La bouche d’Odd prit rapidement la forme d’un cul de poule. Il s’attendait certainement davantage à ce genre de réplique de la part d’Ulrich que de la part de Jérémie.
- J’y travaille ok ?
- Bien sûr. J’attends de voir le moment où tu seras suffisamment désespéré pour tenter le coup avec ta « cousine » désormais libre. Cela pourrait poser des problèmes éthiques.
- Et le pire, c’est que j’y ai déjà pensé, soupira Odd qui préférait visiblement en rire qu’en pleurer. Mais alors tu penses qu’entre vous, c’est fini fini ?

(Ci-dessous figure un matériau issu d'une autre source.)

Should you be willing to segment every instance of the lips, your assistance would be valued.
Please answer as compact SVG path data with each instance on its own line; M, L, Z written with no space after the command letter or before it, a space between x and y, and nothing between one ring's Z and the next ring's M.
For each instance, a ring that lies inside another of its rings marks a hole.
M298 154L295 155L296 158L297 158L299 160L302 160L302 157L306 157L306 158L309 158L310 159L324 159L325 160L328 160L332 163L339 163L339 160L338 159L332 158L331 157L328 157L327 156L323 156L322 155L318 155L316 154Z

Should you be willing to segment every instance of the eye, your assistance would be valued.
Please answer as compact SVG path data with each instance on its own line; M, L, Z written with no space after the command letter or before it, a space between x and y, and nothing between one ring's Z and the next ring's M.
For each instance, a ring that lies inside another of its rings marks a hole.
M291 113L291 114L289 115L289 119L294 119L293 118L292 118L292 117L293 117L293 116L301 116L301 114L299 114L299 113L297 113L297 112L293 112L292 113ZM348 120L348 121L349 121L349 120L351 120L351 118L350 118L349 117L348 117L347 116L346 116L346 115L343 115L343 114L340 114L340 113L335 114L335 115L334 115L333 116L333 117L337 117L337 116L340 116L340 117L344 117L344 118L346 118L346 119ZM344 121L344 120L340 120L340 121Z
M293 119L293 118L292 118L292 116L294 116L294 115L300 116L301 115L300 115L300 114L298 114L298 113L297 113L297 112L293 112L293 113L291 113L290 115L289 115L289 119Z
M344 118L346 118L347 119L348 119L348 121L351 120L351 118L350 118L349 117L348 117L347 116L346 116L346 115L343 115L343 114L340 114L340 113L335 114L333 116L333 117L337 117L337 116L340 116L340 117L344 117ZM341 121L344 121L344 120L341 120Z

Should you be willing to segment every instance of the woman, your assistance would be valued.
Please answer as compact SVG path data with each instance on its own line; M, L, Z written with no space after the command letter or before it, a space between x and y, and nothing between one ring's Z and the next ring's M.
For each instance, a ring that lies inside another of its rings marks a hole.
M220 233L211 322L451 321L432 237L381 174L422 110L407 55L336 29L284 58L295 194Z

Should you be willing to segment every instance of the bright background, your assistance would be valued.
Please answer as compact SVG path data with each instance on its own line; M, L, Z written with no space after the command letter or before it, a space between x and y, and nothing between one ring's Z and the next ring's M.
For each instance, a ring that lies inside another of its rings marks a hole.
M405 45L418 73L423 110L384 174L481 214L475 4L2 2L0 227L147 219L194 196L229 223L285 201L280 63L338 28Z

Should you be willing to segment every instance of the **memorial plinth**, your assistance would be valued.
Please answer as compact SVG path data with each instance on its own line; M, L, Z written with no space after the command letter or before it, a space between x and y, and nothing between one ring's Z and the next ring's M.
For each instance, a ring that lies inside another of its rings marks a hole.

À nouveau, Jérémie se plongea dans un premier temps dans ses pensées. À vrai dire, il ne s’était pas encore techniquement posé cette question depuis la dispute. Nonobstant sa nouvelle philosophie de vie qu’il aurait voulue partagée par tous les mecs de la Terre et au premier chef duquel Ulrich, l’intellectuel n’aimait, par principe, pas livrer de réponse définitive sur un sujet à chaud. Et, en témoignait ce qu’Aelita avait dû balancer sur sa gueule à Odd, la fièvre, ici, n’était pas encore retombée. De plus, il n’avait pas encore envisagé la suite : si Aelita avait été la boussole de sa motivation ces dernières années, quelle pouvait être la nouvelle ?
Du coup, Jérémie ne répondit pas. Et Odd en déduisit certainement qu’envisager de taper dans sa « cousine » était encore un peu prématuré.